Wednesday 23 April 2014

A long and proud tradition!











Supplementary material

Jheronymus van Aken, better known today as Hieronymus Bosch was a Dutch painter from the late XVth-early XVIth century. He is famous for many striking paintings of hellish visions full of fabulous medieval beasts, nightmarish creatures, the grotesque fate of sinners in the afterworld and the like. These somber subjects are treated with a wonderful sense of creativity, an omnipresent sense of humour and more than a few hidden references! A serious analysis of Bosch's painting often reveals references to alchemical concepts or religious, social and political allegory.

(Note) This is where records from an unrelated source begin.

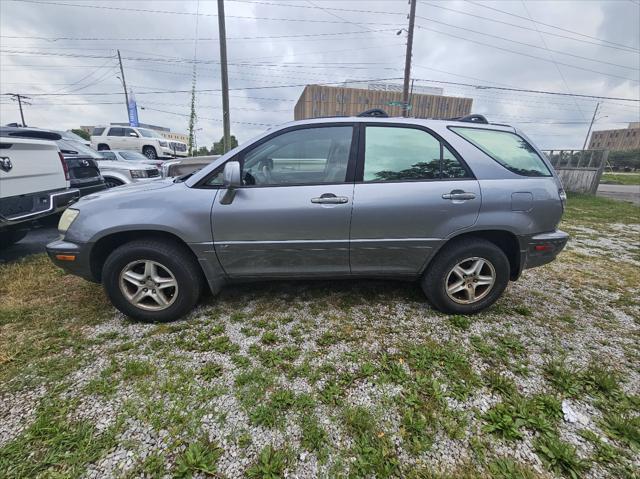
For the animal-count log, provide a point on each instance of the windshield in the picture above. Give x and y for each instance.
(72, 147)
(133, 156)
(149, 133)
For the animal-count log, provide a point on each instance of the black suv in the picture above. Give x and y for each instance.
(83, 169)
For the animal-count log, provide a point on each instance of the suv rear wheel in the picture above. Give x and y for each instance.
(150, 152)
(152, 280)
(466, 277)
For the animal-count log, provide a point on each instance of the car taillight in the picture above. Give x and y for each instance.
(64, 166)
(563, 197)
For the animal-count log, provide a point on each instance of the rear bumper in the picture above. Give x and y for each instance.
(542, 248)
(80, 265)
(44, 204)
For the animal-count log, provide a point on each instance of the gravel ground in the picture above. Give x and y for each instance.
(349, 380)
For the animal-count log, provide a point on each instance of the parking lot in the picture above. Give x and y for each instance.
(333, 379)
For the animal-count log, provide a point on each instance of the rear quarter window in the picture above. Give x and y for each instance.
(510, 150)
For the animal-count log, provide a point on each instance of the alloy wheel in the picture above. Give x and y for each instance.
(148, 285)
(470, 280)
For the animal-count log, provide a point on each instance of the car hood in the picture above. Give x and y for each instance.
(126, 192)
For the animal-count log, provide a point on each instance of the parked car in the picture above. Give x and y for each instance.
(34, 181)
(171, 168)
(460, 206)
(148, 142)
(130, 155)
(69, 135)
(118, 173)
(83, 168)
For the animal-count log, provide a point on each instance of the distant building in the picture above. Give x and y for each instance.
(163, 130)
(319, 101)
(620, 140)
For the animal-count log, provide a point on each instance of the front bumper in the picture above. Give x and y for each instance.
(167, 151)
(542, 248)
(61, 253)
(87, 190)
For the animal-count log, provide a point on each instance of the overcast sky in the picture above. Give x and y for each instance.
(68, 48)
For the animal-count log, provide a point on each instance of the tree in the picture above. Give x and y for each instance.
(218, 146)
(81, 133)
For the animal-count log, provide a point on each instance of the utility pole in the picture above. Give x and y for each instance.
(407, 62)
(226, 120)
(593, 119)
(124, 85)
(17, 96)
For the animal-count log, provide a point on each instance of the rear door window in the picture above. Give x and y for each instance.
(116, 132)
(510, 150)
(408, 154)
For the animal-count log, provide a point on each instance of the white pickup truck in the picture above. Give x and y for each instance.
(34, 183)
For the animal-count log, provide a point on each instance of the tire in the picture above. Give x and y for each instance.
(168, 257)
(466, 296)
(112, 182)
(150, 152)
(11, 237)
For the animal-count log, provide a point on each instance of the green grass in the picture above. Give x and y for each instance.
(560, 457)
(54, 445)
(587, 210)
(199, 457)
(621, 178)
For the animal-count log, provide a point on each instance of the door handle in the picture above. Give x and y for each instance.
(459, 195)
(330, 199)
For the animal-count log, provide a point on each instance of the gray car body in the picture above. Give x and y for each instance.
(384, 230)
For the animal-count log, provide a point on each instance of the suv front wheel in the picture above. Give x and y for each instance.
(152, 280)
(466, 277)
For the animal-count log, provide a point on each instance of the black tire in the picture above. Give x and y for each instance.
(11, 237)
(437, 277)
(170, 255)
(112, 182)
(150, 152)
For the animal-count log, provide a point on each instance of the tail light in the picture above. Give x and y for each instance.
(563, 197)
(64, 166)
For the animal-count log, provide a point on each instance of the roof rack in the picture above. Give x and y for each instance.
(473, 118)
(375, 113)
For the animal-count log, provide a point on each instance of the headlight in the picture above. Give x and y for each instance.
(138, 173)
(66, 219)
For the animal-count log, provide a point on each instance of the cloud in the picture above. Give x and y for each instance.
(318, 42)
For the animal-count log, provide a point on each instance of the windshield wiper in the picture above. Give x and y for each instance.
(182, 178)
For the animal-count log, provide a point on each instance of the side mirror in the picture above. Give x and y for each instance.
(231, 179)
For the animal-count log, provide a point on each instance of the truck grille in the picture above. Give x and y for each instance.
(81, 172)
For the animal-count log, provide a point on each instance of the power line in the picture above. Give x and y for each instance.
(548, 25)
(461, 12)
(173, 12)
(477, 42)
(522, 43)
(187, 39)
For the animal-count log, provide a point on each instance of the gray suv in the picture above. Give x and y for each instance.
(463, 206)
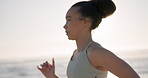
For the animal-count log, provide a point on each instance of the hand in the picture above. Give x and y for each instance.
(48, 69)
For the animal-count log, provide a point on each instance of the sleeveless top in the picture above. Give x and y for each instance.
(81, 67)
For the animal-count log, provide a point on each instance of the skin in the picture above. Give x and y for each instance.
(78, 29)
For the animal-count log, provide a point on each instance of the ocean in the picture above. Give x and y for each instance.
(27, 68)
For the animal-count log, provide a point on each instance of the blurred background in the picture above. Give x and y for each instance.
(31, 32)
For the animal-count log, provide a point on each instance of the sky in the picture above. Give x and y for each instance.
(34, 28)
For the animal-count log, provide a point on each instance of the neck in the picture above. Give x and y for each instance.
(83, 41)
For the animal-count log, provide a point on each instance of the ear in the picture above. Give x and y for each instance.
(87, 22)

The painting that gets our friend Bob all misty-eyed, up there, is called "the cure for folly"; it is currently in the museo del Prado in Madrid. It should be representing a doctor cutting out from his patient's head the stone that causes stupidity, but as is often the case in Bosch's work things aren't as simple as all that. First, I don't think anyone ever tried to make someone less stupid by removing rocks from their heads, although the device used in this image is appropriate for a late 1400's trepanation. We are therefore dealing in allegory: a learned person, or someone pretending to be learned, offers to improve a client's intelligence by some quick operation that does not involve any effort on their part. That the practitioner is a charlatan is made clear by his wearing a funnel for a hat: while the funnel is an appropriate tool in a scientist's laboratory, this is clearly not its intended use; like modern peddlers in "alternative" medecine, "alternative" science and "alternative" ways of knowledge, this person is wearing the trappings of a genuine scientists but doing it all wrong. He probably uses big scientific-sounding words too, in a haphazard and clueless way. Notice that what is extracted from the patient's head isn't even the purported stone of folly: it is actually a golden flower, which might represent whatever smarts the poor guy had to begin with. By trusting his fate to the skills of a charlatan, he has just given it all away.

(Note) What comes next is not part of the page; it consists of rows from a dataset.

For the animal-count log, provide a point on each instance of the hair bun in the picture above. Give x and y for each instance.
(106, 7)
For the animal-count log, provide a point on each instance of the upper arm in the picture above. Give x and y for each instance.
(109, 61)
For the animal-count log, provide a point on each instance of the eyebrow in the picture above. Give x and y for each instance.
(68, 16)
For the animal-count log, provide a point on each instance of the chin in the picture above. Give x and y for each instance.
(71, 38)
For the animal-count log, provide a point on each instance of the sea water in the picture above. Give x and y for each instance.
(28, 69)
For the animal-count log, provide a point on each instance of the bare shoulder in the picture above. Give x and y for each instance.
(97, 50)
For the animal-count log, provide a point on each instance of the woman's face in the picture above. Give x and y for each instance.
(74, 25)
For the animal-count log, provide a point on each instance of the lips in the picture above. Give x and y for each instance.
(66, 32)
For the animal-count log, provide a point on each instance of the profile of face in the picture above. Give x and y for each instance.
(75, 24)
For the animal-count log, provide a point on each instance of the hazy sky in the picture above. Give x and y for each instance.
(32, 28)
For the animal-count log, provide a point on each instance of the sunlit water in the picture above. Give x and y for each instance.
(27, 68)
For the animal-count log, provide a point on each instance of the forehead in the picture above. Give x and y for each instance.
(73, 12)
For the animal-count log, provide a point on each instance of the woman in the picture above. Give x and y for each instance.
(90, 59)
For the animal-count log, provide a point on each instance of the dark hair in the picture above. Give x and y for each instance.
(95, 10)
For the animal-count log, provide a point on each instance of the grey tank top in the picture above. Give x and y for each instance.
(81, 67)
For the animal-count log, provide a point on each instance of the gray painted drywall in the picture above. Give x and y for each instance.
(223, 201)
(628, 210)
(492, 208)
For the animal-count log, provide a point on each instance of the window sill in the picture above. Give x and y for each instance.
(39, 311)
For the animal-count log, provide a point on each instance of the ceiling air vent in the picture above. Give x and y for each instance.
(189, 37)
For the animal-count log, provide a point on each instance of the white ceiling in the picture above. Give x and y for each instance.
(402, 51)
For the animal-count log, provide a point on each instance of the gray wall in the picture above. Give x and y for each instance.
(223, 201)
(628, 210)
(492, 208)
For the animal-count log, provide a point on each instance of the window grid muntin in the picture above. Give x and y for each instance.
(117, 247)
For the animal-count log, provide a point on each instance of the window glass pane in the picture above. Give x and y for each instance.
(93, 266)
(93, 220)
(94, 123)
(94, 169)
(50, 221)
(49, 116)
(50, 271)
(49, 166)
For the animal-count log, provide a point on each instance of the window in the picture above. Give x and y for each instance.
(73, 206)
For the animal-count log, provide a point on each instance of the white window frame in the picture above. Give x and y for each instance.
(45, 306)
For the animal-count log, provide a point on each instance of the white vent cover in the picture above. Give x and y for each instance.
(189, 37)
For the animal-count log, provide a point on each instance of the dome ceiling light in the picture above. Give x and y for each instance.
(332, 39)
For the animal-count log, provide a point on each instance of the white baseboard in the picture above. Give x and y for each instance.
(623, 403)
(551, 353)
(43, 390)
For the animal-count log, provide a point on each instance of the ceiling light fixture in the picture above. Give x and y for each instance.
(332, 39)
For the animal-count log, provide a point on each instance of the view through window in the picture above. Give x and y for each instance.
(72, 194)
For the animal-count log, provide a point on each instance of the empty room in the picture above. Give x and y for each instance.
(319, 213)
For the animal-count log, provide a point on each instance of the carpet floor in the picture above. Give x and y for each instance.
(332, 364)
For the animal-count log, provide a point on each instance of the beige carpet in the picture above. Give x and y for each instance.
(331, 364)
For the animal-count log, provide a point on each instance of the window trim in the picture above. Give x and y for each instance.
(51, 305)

Funnel hats were worn by other characters in Bosch's paintings, usually by doomed sinners, little demons or fraudsters. Funnel hats are today usually shown as appropriate headwear for crazy people, but it's difficult to say if that's as a result of their use in Bosch's work or as a popular tendency to put anything conical on the head of fools: dunce caps come to mind. (It may be stretching things a bit but a bishop also wears a conical hat called a mitre, and in the French language the chess piece we know as a bishop is called a "fou"... here a court jester, but the word also means "madman").

Bob's tin foil hat is not a funnel per se, despite its general shape (which also looks like a Hershey kiss). According to some conspiracy theorists, such an aluminum skullcap protects one from the government's mind-controlling microwave emitters, from aliens' telepathic probes, from mind-altering electromagnetic radiations and god knows what else. The origin of the concept is likely to be a 1927 science-fiction story ("the tissue-culture king") written by British biologist Julian Huxley, brother of Aldous Huxley (of Brave new world fame) and grandson to famous evolutionary biologist Thomas Henry Huxley, also known as Darwin's bulldog for his fierce defence of the theory of evolution during its first years.

The tin foil hat also gave us the funniest scene in M. Night Shyamalan's movie Signs.